Check out a sample track here (mp3 only) from Do Anything Go Anywhere

The Public Opinion Afro Orchestra - Do Anything Go Anywhere (2010)

Do Anything Go Anywhere (2010) – The Public Opinion Afro Orchestra

‘Mumbo Jumbo’  – Do Anything Go Anywhere 


Hear more sample tracks from Do Anything Go Anywhere elsewhere in Beaver Land. ‘Future Africa’ has an especially awesome call-and-response DJ/Horn jam like I’ve only been blessed to hear once before at a Troker de Mexico show.
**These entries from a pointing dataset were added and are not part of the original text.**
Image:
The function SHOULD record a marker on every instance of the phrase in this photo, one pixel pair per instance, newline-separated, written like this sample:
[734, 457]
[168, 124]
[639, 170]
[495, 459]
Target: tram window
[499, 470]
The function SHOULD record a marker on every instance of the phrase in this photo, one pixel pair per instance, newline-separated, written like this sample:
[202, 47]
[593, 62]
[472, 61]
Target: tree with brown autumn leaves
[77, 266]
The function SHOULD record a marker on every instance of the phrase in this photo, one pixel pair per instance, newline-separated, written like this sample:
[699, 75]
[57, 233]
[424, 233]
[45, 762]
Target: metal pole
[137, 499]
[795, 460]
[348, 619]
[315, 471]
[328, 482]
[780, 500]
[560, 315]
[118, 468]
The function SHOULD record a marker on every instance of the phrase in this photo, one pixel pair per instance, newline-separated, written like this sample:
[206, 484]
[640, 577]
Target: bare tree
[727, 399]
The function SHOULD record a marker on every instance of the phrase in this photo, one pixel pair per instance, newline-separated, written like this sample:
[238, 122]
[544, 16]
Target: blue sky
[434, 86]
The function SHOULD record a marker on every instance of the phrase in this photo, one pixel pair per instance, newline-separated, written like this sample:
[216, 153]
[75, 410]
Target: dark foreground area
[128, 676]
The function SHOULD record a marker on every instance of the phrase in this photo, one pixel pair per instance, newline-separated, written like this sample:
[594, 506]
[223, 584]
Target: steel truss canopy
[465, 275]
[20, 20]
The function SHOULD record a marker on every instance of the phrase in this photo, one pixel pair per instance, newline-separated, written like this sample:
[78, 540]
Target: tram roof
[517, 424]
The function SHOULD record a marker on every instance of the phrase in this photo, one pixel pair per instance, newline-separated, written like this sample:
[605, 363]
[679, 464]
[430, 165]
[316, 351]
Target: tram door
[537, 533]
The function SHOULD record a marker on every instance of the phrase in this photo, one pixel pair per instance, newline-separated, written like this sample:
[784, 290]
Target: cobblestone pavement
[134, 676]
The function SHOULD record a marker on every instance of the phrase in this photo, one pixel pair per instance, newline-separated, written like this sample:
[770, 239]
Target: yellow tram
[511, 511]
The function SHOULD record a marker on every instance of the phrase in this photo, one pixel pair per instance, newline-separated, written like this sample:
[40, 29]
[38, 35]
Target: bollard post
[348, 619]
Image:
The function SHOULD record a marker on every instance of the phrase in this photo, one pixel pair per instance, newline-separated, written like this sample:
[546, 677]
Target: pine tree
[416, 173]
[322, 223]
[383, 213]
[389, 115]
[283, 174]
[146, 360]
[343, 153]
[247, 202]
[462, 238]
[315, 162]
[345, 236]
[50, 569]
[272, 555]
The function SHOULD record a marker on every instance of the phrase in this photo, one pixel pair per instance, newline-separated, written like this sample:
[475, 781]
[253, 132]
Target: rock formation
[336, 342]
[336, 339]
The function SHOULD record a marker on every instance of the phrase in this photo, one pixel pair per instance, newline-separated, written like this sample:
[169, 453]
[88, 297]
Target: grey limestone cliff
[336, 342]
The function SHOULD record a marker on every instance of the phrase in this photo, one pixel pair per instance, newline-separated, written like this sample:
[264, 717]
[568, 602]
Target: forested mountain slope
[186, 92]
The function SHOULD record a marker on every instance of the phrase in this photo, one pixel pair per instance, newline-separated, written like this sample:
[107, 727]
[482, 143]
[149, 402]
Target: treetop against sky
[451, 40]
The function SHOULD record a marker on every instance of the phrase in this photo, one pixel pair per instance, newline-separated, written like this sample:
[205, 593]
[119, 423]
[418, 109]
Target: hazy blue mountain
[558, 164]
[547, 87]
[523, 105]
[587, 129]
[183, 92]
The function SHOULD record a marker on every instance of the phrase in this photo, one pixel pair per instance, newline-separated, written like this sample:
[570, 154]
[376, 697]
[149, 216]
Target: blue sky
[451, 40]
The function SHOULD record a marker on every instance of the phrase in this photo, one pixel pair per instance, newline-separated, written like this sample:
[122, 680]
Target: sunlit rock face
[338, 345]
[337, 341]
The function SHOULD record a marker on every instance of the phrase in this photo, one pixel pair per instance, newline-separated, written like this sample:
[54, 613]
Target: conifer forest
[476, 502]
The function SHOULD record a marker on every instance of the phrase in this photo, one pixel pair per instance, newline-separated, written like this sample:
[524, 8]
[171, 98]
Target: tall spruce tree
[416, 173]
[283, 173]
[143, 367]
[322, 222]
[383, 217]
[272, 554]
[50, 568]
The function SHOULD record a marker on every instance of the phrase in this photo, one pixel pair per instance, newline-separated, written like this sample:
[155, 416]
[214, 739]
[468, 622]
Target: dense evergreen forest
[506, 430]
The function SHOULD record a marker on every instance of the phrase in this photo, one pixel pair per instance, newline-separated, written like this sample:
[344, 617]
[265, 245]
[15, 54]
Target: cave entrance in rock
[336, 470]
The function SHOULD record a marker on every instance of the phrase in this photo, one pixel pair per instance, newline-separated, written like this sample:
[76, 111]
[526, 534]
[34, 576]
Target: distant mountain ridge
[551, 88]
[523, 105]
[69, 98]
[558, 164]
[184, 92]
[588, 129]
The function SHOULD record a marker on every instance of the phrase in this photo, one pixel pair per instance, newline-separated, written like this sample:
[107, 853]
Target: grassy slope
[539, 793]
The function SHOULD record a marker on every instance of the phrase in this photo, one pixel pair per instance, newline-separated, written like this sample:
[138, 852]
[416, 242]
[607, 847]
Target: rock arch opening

If you’re into The Public Opinion Afro Orchestra’s music then like always, I encourage you to find & buy a copy of this independently-released music on vinyl or cd so you can hear all the good sounds the artists intended you to hear. People in Australia can get it from local independent music stores and peeps elsewhere in the world can order it on-line for the mail woman or man to deliver.

Anyone around the planet can look out in hope for their own live Public Opinion Afro Orchestra experience. Next up is Melbourne at the Espy in August.  Until you get one, check out this video of their show at AWME (Australasian Worldwide Music Expo) 2013…

When I get to catch myself another Public Opinion Afro Orchestra gig I’ll probably still yearn for the live Fela Kuti experience. I can’t help it, I always will. But I will better appreciate the unique fusion goodness of the live Public Opinion Afro Orchestra experience.